The primary interface to the database kernel is still based on the exchange of text in the form of queries and simply formatted results. This interface is designed for ease of interpretation, versatility and is flexible to accommodate system debugging and application tool development. Although a textual interface potentially leads to a performance degradation, our experience with earlier system versions showed that the overhead can be kept within acceptable bounds. Moreover, a textual interface reduces the programming effort otherwise needed to develop test and application programs. The XML trend as the language for tool interaction supports our decision
1.7.2 MAL
The target language for a query compiler is the MonetDB Assembly Language (MAL). It was designed to ease code generation and fast interpretation by the server. The compiler produces algebraic query plans, which are turned into physical execution plans by the MAL optimizers.
The design and implementation of MAL takes the functionality offered previously a significant step further.
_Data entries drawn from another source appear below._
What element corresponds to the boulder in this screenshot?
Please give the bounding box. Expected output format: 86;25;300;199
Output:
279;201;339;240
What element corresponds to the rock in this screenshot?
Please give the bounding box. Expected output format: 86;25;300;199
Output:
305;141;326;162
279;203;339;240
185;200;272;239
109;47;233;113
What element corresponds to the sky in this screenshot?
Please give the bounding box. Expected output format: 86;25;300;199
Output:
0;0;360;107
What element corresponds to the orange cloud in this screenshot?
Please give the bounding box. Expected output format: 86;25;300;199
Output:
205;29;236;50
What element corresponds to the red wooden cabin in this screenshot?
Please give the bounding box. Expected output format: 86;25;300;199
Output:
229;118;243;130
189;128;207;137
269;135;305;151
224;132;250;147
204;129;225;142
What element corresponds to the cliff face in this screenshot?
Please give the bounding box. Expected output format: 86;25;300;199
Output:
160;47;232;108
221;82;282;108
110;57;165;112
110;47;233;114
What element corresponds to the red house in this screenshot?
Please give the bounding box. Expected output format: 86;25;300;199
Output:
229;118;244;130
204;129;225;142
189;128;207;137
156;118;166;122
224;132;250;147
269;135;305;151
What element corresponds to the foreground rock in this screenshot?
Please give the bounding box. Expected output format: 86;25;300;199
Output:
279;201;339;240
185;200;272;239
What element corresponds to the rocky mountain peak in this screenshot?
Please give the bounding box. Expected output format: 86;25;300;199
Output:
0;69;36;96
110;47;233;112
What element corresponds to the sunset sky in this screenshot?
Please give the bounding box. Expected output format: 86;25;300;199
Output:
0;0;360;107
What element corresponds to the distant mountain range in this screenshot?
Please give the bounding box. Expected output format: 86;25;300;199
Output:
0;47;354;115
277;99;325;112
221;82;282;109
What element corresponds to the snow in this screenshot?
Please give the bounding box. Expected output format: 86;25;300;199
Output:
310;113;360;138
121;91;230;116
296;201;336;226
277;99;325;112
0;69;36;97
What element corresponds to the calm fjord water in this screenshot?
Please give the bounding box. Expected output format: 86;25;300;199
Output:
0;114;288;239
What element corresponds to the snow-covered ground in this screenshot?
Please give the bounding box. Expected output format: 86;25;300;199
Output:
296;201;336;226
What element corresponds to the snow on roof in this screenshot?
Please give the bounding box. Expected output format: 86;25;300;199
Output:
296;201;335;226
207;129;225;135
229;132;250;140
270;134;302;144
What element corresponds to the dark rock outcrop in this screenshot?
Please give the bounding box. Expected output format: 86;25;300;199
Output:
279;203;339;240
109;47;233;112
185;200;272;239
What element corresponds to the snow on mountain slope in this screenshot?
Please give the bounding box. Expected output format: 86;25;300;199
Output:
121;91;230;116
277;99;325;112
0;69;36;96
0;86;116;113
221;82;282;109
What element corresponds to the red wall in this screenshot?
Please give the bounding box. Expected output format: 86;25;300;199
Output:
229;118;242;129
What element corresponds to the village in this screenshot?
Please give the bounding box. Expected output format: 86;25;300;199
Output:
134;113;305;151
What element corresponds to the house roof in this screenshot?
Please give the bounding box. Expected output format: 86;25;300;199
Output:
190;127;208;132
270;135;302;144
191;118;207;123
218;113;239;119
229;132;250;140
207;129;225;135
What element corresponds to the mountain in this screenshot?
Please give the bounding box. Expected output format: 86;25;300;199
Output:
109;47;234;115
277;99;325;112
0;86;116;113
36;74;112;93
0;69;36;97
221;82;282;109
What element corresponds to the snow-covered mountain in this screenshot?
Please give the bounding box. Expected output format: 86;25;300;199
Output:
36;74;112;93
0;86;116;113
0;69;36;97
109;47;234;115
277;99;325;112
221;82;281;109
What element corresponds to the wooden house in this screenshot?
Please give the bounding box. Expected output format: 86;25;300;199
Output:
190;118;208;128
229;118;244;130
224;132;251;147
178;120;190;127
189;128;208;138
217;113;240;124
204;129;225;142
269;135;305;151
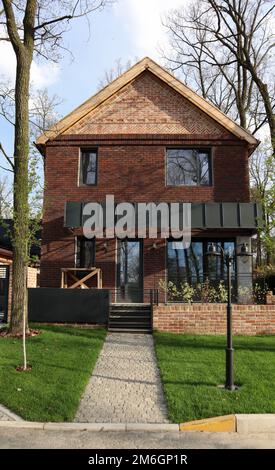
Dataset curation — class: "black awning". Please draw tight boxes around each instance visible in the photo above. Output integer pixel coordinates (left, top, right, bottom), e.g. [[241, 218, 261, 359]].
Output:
[[64, 201, 262, 230]]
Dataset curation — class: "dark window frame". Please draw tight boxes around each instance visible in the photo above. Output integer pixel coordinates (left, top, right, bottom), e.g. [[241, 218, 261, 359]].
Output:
[[165, 237, 238, 285], [75, 235, 96, 269], [78, 147, 98, 186], [165, 146, 214, 188]]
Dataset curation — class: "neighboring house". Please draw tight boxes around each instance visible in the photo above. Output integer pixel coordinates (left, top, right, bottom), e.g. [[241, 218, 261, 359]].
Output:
[[0, 219, 41, 323], [37, 58, 259, 308]]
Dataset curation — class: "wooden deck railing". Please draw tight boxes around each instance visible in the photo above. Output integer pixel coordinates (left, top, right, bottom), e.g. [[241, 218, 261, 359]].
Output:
[[61, 267, 102, 289]]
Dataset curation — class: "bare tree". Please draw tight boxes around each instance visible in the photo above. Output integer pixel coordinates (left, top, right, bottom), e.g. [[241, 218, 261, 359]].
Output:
[[250, 142, 275, 267], [164, 0, 275, 141], [0, 0, 108, 354], [0, 177, 12, 221]]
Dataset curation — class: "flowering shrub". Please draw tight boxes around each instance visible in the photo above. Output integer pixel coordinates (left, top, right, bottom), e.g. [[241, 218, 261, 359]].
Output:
[[159, 279, 268, 304]]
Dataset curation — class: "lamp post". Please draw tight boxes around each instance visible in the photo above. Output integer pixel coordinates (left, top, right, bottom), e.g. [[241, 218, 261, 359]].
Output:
[[206, 243, 252, 391]]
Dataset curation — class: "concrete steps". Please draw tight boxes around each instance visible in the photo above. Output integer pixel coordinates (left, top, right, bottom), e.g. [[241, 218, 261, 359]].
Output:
[[108, 303, 152, 333]]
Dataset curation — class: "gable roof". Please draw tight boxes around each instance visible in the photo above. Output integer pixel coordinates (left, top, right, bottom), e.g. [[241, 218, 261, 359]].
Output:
[[36, 57, 259, 151]]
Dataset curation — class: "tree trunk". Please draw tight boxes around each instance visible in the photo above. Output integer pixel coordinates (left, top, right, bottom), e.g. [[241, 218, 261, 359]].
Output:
[[10, 50, 31, 334]]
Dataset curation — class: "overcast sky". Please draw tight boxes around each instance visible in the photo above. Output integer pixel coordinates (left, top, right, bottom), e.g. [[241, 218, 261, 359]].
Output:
[[0, 0, 270, 183], [0, 0, 188, 175]]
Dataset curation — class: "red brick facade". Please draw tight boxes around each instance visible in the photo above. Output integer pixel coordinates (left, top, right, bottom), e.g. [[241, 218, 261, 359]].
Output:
[[41, 72, 252, 288], [153, 304, 275, 336]]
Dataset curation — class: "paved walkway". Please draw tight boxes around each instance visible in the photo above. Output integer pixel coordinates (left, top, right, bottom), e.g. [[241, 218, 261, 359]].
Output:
[[75, 333, 168, 423]]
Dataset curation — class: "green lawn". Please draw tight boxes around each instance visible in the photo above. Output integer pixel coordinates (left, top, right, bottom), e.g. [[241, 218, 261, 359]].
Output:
[[0, 326, 106, 421], [154, 333, 275, 422]]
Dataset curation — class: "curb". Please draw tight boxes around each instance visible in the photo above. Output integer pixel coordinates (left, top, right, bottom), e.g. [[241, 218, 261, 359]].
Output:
[[0, 421, 179, 432], [0, 412, 275, 434], [179, 415, 237, 432]]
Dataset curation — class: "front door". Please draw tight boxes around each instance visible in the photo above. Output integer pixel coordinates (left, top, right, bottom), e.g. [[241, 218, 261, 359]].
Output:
[[116, 239, 143, 303]]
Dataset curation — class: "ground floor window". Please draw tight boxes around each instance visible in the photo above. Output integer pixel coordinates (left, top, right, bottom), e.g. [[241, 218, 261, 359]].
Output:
[[75, 237, 95, 268], [167, 239, 236, 301]]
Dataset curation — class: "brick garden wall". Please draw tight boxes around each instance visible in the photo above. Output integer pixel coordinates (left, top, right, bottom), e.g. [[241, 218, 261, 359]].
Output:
[[153, 304, 275, 336]]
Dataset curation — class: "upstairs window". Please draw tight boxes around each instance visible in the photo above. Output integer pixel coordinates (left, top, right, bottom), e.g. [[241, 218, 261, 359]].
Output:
[[75, 237, 95, 268], [80, 149, 97, 185], [166, 148, 212, 186]]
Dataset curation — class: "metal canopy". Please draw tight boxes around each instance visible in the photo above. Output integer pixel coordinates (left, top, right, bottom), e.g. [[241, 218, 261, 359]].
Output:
[[64, 202, 262, 230]]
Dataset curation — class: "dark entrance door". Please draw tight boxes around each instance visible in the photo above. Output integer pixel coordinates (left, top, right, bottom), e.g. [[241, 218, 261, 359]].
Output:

To name a few:
• All instructions are strongly typed before being executed.
• It supports polymorphic functions. They act as templates that produce strongly typed instantiations when needed.
• Function style expressions where each assignment instruction can receive multiple target results; it forms a point in the dataflow graph.
• It supports co-routines (Factories) to build streaming applications.
• Properties are associated with the program code for ease of optimization and scheduling.
• It can be readily extended with user defined types and function modules.
1.73执行引擎
The execution engine comes in several flavors. The default is a simple, sequential MAL interpreter.
1.74Session Scenarios
In MonetDB multiple languages, optimizers, and execution engines can be combined at run time to satisfy a wide user-community. Such an assemblage of components is called a scenario and consists of a reader, parser, optimizer, tactic scheduler and engine. These hooks allow for both linked-in and external components.
1.75Scenario management
Scenarios are captured in modules; they can be dynamically loaded and remain active until the system is brought to a halt. The first time a scenario xyz is used, the system looks for a scenario initialization routine xyzinitSystem() and executes it. It is typically used to prepare the server for language specific interactions. Thereafter its components are set to those required by the scenario and the client initialization takes place.